Without Paul a lot of foreign policy assumptions would have gone unchallenged and therefore unexplained.
I think that for idealistic hacks on both sides the ideal election would be Obama vs Paul.
Jacques,
I would have thought it would be Edwards vs. Paul. Edwards has the more
identifiableidentifiably Democratic / democratic socialist platform. Obama would be more idealistic for who he is rather than his policies, which, to the extent they are clear, are middle of the road.Obama is busy tacking right to attract Republican and Independent votes in open primaries.
Summed up neatly here by Trevor Cook:
http://trevorcook.typepad.com/weblog/2008/01/obama-and-rudd.html
Well put, Mark.
Credit goes to Trevor, Andrew!
Obama, it seems to me, is a candidate of symbolism, more for who he is than what he stands for – perhaps that’s another parallel with Rudd. But I don’t know how much substance there is beneath the soaring rhetoric. How is “reaching out” and that sort of blah going to address rising unemployment and soaring healthcare or college tuition bills, for instance?
Perhaps a little more “reaching out”and rhetoric and a bit less government spending will be a good start. Unfortunately, that sort of reaching out normally comes with a fistful of (tax) dollars.
Symbolism I do not mind: it is the action that (mostly) falls way short of the symbols that is the problem.
#5: “Obama would be more idealistic for who he is rather than his policies…”
#8: “Obama, it seems to me, is a candidate of symbolism, more for who he is…”
Which is what? A privileged, expensively-educated, comically unaccomplished white guy with big ears, obvious father problems, and a past clouded by questions about drugs, who talks a good game in the campaign phase, but only in the vaguest of terms? No, wait, sorry, that was George W. Bush.
Plus ca change…
Geez, this is novel. Plattered attitude from a world-weary French prawn.
Journalismus als Beruf, or Why Oh Why Can’t We Have a Better Press Corps? Where Brad de Long gets all Weber on the reporters’ asses.
“New Hampshire Weather Forecast
Unusually warm temperatures and clear skies will likely lead to record turnout in tomorrow’s New Hampshire primary.
Key finding: Clinton has regained some support among woman voters age 25 to 49 and that appears to have stopped her slide. This race still turns on age, however, with Obama leading Clinton 43% to 27% among voters age 18 to 64 (comprising 83% of the vote), while Clinton leads among voters 65 years and older 50% to 25%.
Quote of the Day
“You don’t want to be looking back five years from now and saying the American people really rose up and changed America, and I was sitting on the couch.”
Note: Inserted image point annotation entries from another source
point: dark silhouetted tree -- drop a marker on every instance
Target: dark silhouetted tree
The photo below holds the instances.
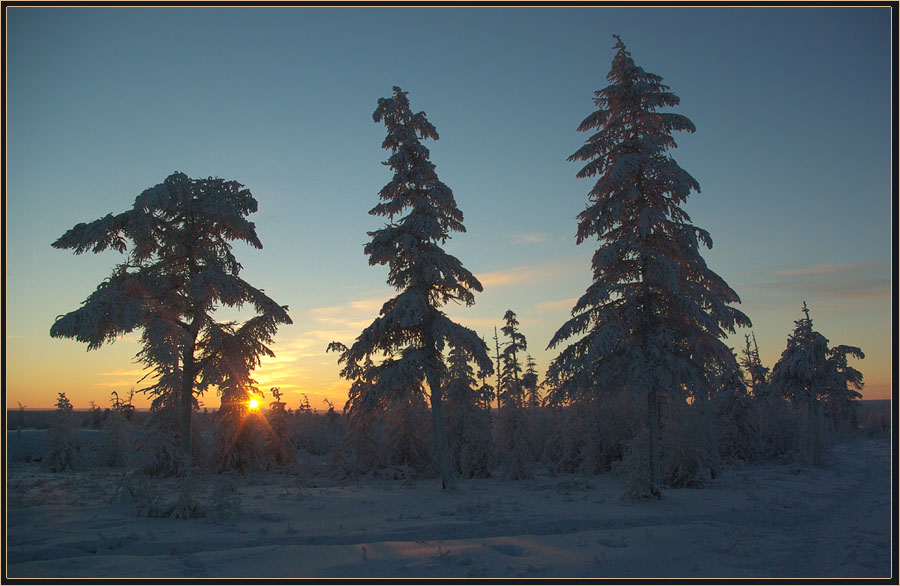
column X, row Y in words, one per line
column 412, row 332
column 655, row 314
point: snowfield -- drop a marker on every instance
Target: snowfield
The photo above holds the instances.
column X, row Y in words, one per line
column 755, row 521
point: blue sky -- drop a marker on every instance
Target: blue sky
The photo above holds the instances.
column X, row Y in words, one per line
column 792, row 151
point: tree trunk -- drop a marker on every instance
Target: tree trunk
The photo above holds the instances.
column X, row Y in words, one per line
column 814, row 447
column 186, row 406
column 441, row 451
column 655, row 474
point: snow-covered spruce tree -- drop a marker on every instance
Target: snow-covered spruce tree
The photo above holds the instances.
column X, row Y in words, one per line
column 116, row 447
column 244, row 440
column 512, row 391
column 412, row 332
column 63, row 449
column 530, row 385
column 655, row 313
column 808, row 374
column 757, row 375
column 845, row 382
column 512, row 428
column 179, row 269
column 468, row 418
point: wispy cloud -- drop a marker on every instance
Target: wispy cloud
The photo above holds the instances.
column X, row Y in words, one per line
column 857, row 281
column 828, row 269
column 528, row 237
column 567, row 303
column 138, row 372
column 512, row 276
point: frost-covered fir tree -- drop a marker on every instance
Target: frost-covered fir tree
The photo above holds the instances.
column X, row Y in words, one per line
column 412, row 332
column 244, row 439
column 844, row 384
column 179, row 268
column 512, row 428
column 64, row 449
column 757, row 375
column 530, row 384
column 655, row 313
column 468, row 418
column 808, row 374
column 511, row 388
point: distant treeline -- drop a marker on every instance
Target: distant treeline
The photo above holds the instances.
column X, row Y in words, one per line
column 873, row 413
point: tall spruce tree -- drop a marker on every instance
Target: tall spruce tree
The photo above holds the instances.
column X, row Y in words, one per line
column 655, row 313
column 179, row 269
column 512, row 391
column 412, row 332
column 757, row 374
column 810, row 374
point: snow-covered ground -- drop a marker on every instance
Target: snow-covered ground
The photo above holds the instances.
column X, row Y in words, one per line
column 759, row 521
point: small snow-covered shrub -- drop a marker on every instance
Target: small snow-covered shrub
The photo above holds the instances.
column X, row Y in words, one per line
column 634, row 467
column 361, row 450
column 115, row 448
column 317, row 434
column 690, row 446
column 226, row 501
column 157, row 452
column 139, row 491
column 239, row 441
column 589, row 436
column 280, row 448
column 777, row 430
column 63, row 450
column 514, row 453
column 407, row 433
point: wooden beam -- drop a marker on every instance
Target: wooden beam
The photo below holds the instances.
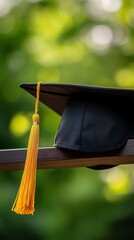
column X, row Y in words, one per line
column 13, row 159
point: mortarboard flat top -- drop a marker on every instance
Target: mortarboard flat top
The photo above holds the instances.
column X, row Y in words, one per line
column 55, row 95
column 94, row 119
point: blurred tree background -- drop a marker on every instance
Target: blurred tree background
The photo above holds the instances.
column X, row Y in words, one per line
column 70, row 41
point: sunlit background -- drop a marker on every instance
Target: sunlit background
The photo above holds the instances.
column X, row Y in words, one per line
column 70, row 41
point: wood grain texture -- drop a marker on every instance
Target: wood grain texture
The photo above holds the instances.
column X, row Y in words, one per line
column 14, row 159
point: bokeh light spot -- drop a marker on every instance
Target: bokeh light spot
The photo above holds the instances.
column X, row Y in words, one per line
column 117, row 183
column 125, row 77
column 19, row 124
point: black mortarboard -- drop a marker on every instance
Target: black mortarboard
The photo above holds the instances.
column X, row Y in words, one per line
column 94, row 119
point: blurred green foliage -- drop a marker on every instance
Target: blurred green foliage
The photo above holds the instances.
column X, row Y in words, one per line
column 80, row 41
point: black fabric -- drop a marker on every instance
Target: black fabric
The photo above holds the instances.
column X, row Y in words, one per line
column 93, row 125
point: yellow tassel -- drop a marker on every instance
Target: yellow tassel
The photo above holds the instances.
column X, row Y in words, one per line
column 24, row 202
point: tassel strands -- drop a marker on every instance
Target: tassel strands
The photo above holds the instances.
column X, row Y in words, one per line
column 24, row 202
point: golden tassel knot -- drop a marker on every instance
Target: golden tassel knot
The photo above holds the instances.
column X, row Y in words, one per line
column 24, row 202
column 36, row 118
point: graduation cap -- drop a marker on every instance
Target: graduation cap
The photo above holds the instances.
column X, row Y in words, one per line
column 94, row 119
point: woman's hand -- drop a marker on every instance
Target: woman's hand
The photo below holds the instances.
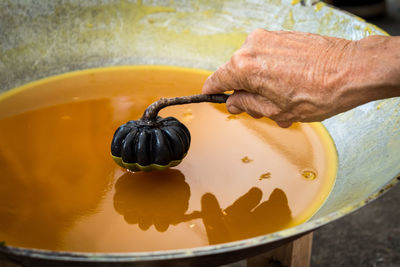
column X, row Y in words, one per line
column 295, row 76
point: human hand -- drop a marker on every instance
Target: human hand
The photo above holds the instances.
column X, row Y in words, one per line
column 291, row 76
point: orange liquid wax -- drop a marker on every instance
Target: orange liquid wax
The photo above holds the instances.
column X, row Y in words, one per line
column 61, row 190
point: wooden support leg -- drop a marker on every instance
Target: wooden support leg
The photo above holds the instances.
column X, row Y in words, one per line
column 293, row 254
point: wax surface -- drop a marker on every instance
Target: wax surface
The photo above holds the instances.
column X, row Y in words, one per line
column 61, row 190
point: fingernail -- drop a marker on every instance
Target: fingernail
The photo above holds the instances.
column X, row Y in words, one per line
column 233, row 109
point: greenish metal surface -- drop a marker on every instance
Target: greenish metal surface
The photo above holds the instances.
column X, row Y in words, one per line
column 43, row 38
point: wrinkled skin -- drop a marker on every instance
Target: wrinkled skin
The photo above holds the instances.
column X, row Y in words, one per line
column 295, row 76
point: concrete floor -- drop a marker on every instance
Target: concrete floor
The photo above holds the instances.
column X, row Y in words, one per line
column 370, row 236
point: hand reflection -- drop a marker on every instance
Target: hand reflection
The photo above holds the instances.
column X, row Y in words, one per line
column 246, row 217
column 147, row 198
column 162, row 198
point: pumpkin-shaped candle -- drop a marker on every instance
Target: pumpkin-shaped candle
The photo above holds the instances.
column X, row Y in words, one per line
column 155, row 143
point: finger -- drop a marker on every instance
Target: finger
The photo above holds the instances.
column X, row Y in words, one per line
column 284, row 124
column 254, row 104
column 233, row 109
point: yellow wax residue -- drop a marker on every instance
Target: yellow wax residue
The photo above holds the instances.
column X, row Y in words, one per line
column 263, row 176
column 309, row 175
column 319, row 6
column 231, row 117
column 58, row 182
column 289, row 21
column 246, row 160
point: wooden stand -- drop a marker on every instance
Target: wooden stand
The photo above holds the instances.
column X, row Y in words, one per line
column 293, row 254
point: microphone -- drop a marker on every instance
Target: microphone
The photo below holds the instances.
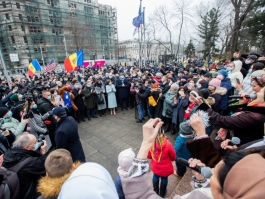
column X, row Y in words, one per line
column 251, row 96
column 205, row 171
column 234, row 141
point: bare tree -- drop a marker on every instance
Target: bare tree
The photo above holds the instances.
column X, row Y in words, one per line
column 182, row 12
column 161, row 19
column 241, row 10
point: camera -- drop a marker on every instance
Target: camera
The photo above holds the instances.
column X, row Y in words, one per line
column 40, row 141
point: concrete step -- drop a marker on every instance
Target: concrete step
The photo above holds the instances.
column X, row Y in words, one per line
column 184, row 185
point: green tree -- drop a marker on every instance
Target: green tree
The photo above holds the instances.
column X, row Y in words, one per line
column 209, row 31
column 190, row 50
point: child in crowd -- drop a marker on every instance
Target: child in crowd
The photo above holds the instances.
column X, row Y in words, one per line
column 125, row 160
column 161, row 154
column 185, row 133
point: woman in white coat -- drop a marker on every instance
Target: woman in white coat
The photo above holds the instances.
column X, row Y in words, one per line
column 112, row 102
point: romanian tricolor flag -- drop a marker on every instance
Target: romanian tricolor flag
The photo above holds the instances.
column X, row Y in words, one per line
column 33, row 67
column 74, row 60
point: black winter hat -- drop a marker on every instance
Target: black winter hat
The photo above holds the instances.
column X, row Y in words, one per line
column 3, row 111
– Sen. Barack Obama, quoted by NBC News, urging people in New Hampshire to vote tomorrow.
http://politicalwire.com/
CBet latest. There has been major movement.
President – WINNER
OBAMA, Barack 1.95
CLINTON, Hillary 3.50
MCCAIN, John 7.50
GIULIANI, Rudolph 8.00
ROMNEY, Mitt 13.00
HUCKABEE, Mike 14.00
BLOOMBERG, Michael 21.00
PAUL, Ron 26.00
EDWARDS, John 34.00
Obama has stormed into market favouritism in the last 48 hours.
Don’t wish to sound trite, but Significant History is happenin’ here.
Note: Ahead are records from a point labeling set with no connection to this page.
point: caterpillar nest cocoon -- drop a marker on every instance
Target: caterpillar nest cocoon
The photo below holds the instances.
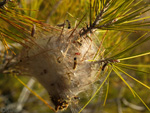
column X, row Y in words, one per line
column 60, row 62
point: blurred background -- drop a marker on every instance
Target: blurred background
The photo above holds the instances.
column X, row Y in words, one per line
column 54, row 12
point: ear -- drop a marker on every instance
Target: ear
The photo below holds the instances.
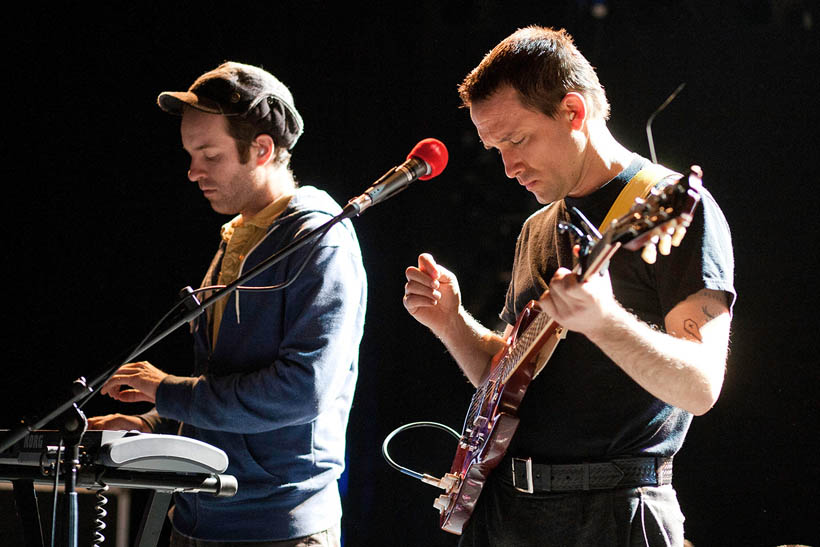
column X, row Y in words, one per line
column 574, row 108
column 262, row 149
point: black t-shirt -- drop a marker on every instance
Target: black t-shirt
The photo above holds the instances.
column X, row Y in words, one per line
column 583, row 407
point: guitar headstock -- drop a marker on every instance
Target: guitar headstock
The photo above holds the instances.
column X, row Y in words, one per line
column 658, row 222
column 655, row 223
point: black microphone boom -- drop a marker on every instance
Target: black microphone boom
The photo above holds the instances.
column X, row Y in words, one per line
column 391, row 183
column 426, row 160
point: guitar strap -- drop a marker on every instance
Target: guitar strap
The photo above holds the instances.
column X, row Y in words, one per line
column 638, row 186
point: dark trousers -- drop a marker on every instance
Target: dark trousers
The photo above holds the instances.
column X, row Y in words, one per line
column 648, row 516
column 327, row 538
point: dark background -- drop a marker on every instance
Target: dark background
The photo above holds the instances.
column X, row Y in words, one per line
column 102, row 228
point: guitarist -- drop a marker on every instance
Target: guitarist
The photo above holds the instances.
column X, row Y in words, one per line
column 647, row 344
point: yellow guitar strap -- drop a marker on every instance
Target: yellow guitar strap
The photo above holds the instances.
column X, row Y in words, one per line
column 638, row 186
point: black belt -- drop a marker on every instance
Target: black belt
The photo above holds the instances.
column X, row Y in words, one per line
column 532, row 477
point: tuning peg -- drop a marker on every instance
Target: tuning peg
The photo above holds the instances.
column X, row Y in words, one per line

Mark, Much apprecite it if you have a mo s’il vous plait; had two attempts to post a relevant, even zeitgeistish comment. Suspect that my corobborating link has earned the wrath of the spaminator. Merci, EC.
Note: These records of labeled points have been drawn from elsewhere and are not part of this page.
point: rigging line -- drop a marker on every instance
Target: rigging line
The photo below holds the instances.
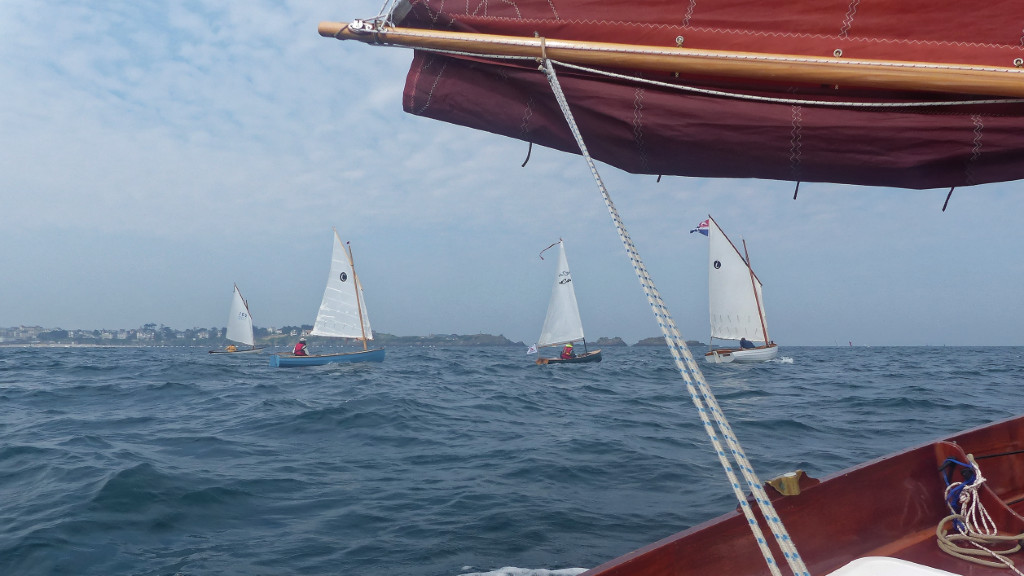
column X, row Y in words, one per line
column 549, row 247
column 800, row 101
column 691, row 373
column 734, row 95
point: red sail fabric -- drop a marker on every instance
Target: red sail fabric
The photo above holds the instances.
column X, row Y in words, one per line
column 646, row 129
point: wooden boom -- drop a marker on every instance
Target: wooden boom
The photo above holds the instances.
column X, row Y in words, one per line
column 888, row 75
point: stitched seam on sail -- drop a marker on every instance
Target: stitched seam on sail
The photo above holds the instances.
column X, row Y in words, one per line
column 795, row 142
column 433, row 86
column 979, row 126
column 848, row 21
column 527, row 113
column 638, row 95
column 689, row 12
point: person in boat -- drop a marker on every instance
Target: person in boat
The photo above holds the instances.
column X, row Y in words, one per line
column 567, row 352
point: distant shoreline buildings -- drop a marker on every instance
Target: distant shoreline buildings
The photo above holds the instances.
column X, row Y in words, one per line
column 160, row 335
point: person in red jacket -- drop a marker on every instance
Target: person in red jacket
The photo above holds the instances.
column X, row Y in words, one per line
column 567, row 352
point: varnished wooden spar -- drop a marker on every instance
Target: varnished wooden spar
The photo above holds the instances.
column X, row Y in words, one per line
column 888, row 75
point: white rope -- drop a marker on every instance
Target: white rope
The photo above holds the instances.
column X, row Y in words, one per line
column 976, row 528
column 691, row 374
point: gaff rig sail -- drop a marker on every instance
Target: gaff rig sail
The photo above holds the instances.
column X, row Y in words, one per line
column 879, row 92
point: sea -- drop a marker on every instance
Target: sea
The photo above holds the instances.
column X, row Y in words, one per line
column 438, row 461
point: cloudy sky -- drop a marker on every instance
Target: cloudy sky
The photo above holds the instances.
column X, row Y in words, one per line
column 153, row 154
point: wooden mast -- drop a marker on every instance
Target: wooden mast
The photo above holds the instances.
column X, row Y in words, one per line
column 355, row 285
column 943, row 78
column 754, row 286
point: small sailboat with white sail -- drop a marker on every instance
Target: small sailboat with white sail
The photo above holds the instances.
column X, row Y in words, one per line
column 240, row 327
column 342, row 315
column 735, row 301
column 562, row 325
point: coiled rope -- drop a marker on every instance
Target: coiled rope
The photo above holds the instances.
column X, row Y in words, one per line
column 977, row 534
column 695, row 384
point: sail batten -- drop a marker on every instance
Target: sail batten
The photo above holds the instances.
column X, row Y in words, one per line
column 562, row 323
column 343, row 302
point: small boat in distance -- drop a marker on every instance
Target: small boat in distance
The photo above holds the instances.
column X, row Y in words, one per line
column 562, row 324
column 734, row 301
column 342, row 315
column 240, row 327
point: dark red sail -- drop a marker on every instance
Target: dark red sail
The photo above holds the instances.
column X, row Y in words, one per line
column 644, row 128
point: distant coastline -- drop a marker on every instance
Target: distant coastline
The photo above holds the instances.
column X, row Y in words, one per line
column 152, row 335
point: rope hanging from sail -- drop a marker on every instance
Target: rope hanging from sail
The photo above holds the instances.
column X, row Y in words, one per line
column 977, row 534
column 381, row 24
column 692, row 376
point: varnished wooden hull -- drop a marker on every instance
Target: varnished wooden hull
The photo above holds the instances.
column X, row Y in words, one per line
column 292, row 361
column 741, row 356
column 887, row 507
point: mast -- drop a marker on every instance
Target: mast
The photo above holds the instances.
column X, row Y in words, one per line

EC, you got caught by the spaminator. Remember not to re-post – that compounds the false positive because part of its algorithm is to look for comments repeated. Much better to drop us a line.
Roger, base.
Obama e-mails describe what is going on in NH as something more than an ordinary campaign. Apparently campaign offices etc., can feel the energy. As part of this spiele is to collect a $25 donation, one has to bear that fact in mind when interpreting this info. But it does appear to be something out of the ordinary, when one recalls the expectations from ths Clinton camp. Some of you may have seen on the TV news, Edwards interpreting Hilary’s tearful display this morning as a sign of feminine weakness, and therefore, unfitness for the Presidency. Had to happen sooner than later. I reckon all the candidates, Republican and Democrat, are unfit for the job, because they’ve all got too much money.